Essay on "On Multi-Domain Long-Tailed Recognition, Imbalanced Domain Generalization, and Beyond"

The paper, authored by Yuzhe Yang et al., addresses the challenges associated with real-world data characterized by imbalanced label distributions across multiple domains, which is central to the problem of Multi-Domain Long-Tailed Recognition (MDLT). MDLT presents unique challenges arising from domain shifts and varying label distributions across these domains, posing a significant challenge to the generalization capabilities of recognition models. The authors introduce the concept of a domain-class transferability graph to better understand and model these complexities, and they propose BoDA (Balanced Domain-Class Distribution Alignment), a novel theoretically grounded learning strategy aimed at balancing and aligning these imbalances effectively across domain-class distributions.

Key contributions of this work include formalizing the MDLT task and designing the domain-class transferability graph, which quantifies the transferability between domain-class pairs under data imbalance. This approach highlights that effective learning in MDLT depends on how well the transferability is managed across domains. The BoDA learning strategy intelligently balances the alignment of features by minimizing a loss function that upper bounds these transferability statistics, ensuring features are transferable across domains while accounting for class imbalance. Notably, this strategy not only enhances in-domain recognition but also sets new standards for Domain Generalization (DG), showcasing how addressing cross-domain data imbalance elevates performance in unseen domains.

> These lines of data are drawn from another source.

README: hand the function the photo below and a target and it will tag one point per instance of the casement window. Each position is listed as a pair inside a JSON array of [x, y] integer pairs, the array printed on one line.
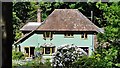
[[84, 35], [68, 35], [29, 51], [48, 50], [86, 49], [48, 35]]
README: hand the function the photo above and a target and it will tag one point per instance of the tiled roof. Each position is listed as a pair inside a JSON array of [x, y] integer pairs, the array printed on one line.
[[30, 26], [67, 20]]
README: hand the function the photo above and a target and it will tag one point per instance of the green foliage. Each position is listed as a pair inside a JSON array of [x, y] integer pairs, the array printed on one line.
[[17, 55]]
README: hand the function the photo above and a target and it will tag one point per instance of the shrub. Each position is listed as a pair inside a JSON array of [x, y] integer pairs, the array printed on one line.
[[66, 55]]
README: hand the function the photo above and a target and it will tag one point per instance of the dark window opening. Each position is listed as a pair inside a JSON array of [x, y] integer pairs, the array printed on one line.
[[86, 49], [68, 34], [47, 50]]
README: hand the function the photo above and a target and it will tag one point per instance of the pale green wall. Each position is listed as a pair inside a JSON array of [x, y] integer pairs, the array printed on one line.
[[58, 39]]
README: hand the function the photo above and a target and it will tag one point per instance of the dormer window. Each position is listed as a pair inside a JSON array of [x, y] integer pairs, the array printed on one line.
[[84, 35], [67, 35], [48, 35]]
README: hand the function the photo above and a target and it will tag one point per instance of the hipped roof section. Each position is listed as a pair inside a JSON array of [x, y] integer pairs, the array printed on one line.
[[67, 20]]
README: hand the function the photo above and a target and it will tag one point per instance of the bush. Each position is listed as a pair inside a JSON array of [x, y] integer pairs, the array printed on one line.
[[17, 55], [66, 55]]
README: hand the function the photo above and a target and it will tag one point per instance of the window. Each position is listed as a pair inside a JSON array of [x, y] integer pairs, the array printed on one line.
[[86, 49], [29, 51], [48, 35], [48, 50], [68, 35], [84, 35]]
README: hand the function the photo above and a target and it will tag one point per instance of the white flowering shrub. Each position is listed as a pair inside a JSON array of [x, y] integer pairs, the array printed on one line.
[[66, 55]]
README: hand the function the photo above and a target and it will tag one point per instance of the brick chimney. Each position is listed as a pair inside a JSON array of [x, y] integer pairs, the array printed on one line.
[[38, 15]]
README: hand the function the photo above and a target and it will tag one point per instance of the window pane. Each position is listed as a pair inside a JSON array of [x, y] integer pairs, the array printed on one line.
[[85, 35], [82, 35], [53, 49]]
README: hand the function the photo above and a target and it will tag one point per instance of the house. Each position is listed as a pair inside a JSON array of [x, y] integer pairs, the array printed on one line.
[[62, 26]]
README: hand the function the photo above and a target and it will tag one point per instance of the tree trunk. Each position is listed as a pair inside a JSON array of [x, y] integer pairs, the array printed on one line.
[[7, 39]]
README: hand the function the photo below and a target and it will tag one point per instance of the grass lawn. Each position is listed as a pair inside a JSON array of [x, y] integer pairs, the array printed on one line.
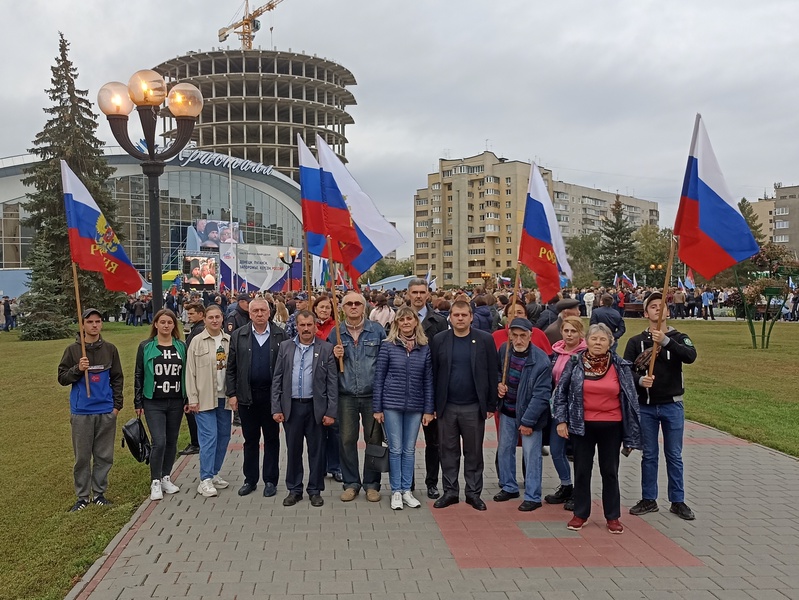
[[750, 393]]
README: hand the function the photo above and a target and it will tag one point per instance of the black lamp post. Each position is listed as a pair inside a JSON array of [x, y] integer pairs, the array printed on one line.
[[147, 90], [288, 262]]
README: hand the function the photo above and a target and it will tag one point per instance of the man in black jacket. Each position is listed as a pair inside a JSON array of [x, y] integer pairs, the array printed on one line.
[[251, 363], [465, 377], [432, 324], [661, 400]]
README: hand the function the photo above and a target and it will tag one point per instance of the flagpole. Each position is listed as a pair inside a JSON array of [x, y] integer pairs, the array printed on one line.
[[334, 300], [510, 312], [656, 347], [80, 324]]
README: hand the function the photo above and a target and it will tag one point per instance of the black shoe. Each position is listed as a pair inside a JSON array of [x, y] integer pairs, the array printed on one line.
[[644, 506], [681, 510], [292, 499], [563, 493], [445, 501], [79, 505], [190, 449], [247, 488], [504, 496], [476, 503]]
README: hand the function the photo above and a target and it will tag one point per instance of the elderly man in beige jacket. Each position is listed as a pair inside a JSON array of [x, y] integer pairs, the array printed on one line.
[[206, 365]]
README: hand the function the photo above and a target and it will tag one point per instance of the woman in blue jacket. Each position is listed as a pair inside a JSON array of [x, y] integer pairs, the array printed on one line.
[[403, 398]]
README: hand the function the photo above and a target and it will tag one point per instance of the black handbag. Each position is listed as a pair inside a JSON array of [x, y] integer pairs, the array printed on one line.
[[135, 434], [376, 455]]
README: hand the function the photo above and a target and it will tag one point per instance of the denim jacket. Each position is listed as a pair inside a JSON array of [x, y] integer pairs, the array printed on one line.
[[569, 399], [359, 359]]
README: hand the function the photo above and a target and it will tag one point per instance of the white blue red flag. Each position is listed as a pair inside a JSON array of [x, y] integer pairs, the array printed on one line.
[[542, 248], [713, 233], [92, 242], [376, 235]]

The paper demonstrates the superiority of BoDA through extensive experiments across five curated MDLT benchmarks, employing various datasets frequently used in DG contexts. BoDA consistently outperforms twenty existing methods, ranging from standard empirical risk minimization (ERM) approaches to sophisticated domain-invariant representation learning strategies. The authors substantiate these results by presenting detailed analyses highlighting how BoDA improves feature alignment and reduces distributional divergences effectively, particularly for minority classes.

The implications of this research are substantial both theoretically and practically. Theoretically, it opens new avenues for understanding and addressing multi-domain data imbalance through rigorous transferability models and loss functions. Practically, the solutions offered by BoDA can be directly applied to real-world applications where data comes from multiple sources, such as in visual recognition tasks, autonomous driving, and medical diagnosis, improving the robustness and accuracy of AI systems faced with such complex multi-domain imbalances.

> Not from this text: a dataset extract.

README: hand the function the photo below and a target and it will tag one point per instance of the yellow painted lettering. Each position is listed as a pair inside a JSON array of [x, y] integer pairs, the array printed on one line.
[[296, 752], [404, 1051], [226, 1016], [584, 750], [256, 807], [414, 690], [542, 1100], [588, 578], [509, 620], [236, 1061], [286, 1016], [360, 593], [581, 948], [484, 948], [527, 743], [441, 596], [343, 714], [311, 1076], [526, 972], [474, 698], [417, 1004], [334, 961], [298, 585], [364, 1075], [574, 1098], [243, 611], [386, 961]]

The paper positions BoDA as an important milestone, with the potential for its application extending beyond MDLT to enhance generalization capabilities in DG settings. As AI continues to evolve, the methodologies outlined here could become vital for developing systems that are not only accurate but also equitable in handling rare events and underrepresented classes across diverse domains.

Future work could further explore the integration of BoDA with other domain generalization techniques. Additionally, extending the adaptability of BoDA in dynamic environments where domain characteristics constantly evolve could further enhance its utility across broader AI tasks. The insights and methods proposed by Yang et al. provide a robust framework for tackling the ongoing challenges of data imbalance and domain diversity, setting a solid foundation for further research and development in multi-domain learning paradigms.